Sólo con estos ingredientes la historia ya resultaría desarmante, pero si añadimos que la narración está expuesta desde el punto de vista traumático de una mujer víctima de abusos infantiles y varias violaciones, la lectura de Una entre muchas se convierte poco menos que en necesaria. Aunque fuera tan sólo porque da voz a quienes durante siglos han estado silenciados, porque busca rescatar a las víctimas de la vergüenza, del oprobio y de ese injusto sentimiento de culpa hacia el que les empuja una sociedad cómplice y cobarde instalada en un perenne escenario de perfección televisiva y corrección política, sólo por ello, insistimos, ya habría que leer y recomendar este cómic. Su autora se erige en voz autorizada del dolor sofocado y, al mismo tiempo, se diluye en el título de la obra entre tantas otras que nunca se han atrevido a hablar o han sido acalladas, como lo fue ella durante tanto tiempo:
En 2010, una niña de Rochdale dijo que algunas personas contactaron con servicios sociales acerca de su situación -su escuela, sus padres-, pero a sus padres les dijeron que era una prostituta y que como tenía casi 16 años, no se podía hacer nada.
Su situación -sufría abusos y era explotada por grupos de hombres mucho mayores- fue descrita por las autoridades que podrían haberla protegido como "una elección de estilo vida".
Nos referíamos el otro día a la expresión del dolor subjetivo a través de viñetas simbólicas, a propósito de La ternura de las piedras, de Marion Fayolle. Destacábamos que pocas veces habíamos contemplado un trasvase poético hacia el lenguaje comicográfico de esa naturaleza y con tanta variedad de recursos figurativos. Una entre muchas también recurre al simbolismo gráfico para trasladar su mensaje, pero sus intenciones y estilo son totalmente diferentes. Donde el cómic de Fayolle empleaba una metáfora lírica con intención catártica, el de Una se inclina por la asociación (a veces casi surrealista) de imágenes simbólicas profundamente subjetivas y tan oscuras como pueda serlo la plasmación visual del subconsciente. El estilo elegido por este cómic es deliberadamente simple, no así la organización de sus materiales: su dibujo responde a un minimalismo esquemático (cercano a la ilustración) apoyado por un selectivo uso simbólico del color (el rojo sangre, esencialmente); la secuenciación, muy libre, juega con las combinaciones espaciales de texto e imagen y recurre en algunos momentos a las soluciones del libro ilustrado y el collage (en sus páginas se mezclan noticias, cartas, anuncios, fotografías...); así mismo, Una entre muchas abunda en la repetición de motivos icónicos que terminan funcionando como leit motifs y argamasa para el relato central.

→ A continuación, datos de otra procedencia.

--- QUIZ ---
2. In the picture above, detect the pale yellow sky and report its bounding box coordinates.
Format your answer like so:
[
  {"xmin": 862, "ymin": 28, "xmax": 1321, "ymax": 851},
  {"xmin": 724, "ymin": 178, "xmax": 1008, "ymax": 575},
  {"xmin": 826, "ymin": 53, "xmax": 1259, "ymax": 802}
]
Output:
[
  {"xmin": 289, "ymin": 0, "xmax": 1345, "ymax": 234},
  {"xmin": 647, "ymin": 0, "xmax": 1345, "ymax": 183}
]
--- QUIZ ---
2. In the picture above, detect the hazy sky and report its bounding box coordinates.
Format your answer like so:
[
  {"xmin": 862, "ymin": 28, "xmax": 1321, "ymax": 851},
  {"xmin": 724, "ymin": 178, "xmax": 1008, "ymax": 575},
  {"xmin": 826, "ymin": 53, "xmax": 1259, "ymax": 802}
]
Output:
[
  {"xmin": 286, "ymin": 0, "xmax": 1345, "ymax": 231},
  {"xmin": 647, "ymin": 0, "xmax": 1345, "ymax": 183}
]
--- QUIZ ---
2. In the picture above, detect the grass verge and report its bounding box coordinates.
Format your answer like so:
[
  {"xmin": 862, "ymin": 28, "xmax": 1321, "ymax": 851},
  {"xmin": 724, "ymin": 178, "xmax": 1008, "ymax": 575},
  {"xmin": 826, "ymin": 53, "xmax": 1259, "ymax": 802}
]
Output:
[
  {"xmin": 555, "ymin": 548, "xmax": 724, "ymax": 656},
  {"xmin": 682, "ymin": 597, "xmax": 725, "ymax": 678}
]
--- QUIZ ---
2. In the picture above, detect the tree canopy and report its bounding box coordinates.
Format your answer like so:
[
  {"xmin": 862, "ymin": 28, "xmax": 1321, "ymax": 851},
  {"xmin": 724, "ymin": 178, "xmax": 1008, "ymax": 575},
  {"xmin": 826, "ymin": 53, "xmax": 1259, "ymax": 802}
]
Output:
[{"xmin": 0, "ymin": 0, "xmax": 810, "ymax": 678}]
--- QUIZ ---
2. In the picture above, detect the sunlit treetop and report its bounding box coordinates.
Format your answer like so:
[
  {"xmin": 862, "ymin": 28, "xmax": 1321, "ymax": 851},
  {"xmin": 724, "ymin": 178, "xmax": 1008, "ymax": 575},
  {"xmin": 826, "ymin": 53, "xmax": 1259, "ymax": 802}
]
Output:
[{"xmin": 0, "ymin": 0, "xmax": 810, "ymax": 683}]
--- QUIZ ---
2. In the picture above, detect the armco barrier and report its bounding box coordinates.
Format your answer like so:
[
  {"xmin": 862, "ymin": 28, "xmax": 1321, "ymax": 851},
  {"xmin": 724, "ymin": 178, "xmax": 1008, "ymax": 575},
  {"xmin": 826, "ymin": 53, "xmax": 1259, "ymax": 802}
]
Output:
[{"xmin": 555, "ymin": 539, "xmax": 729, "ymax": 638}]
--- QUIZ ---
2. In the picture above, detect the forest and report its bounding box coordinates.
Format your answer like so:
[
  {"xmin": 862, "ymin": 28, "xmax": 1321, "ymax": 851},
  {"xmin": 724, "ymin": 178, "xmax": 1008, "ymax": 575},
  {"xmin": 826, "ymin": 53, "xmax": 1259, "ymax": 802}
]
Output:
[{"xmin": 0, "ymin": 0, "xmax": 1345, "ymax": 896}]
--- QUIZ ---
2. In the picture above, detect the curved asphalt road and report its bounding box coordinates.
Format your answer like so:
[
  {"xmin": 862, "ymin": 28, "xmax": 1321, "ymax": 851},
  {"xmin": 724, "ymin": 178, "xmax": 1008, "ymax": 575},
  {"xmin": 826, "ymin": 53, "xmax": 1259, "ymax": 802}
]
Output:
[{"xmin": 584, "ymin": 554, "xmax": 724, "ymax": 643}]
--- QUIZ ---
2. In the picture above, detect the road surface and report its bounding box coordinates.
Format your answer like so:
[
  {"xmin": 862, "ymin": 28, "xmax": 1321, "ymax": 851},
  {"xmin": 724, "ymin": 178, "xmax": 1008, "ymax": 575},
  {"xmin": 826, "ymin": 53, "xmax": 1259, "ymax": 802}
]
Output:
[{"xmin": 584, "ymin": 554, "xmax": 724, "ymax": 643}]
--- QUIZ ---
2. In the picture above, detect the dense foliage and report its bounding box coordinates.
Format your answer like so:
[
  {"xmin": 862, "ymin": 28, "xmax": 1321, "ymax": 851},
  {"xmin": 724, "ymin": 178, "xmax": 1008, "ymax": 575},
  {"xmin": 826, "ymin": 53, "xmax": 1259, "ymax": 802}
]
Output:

Y pese a ello, pese a ese cripticismo y la subjetividad de alguna de sus imágenes y textos, cualquier lector puede navegar entre los símbolos, las metáforas visuales y la narración fragmentada de un relato cuyas páginas nos estallan en la cara llenándonos de vergüenza y pudor culpable por no haber sabido mirar antes en algunas direcciones; o por decidir que ciertas ambivalencias le hacen a uno la vida más fácil.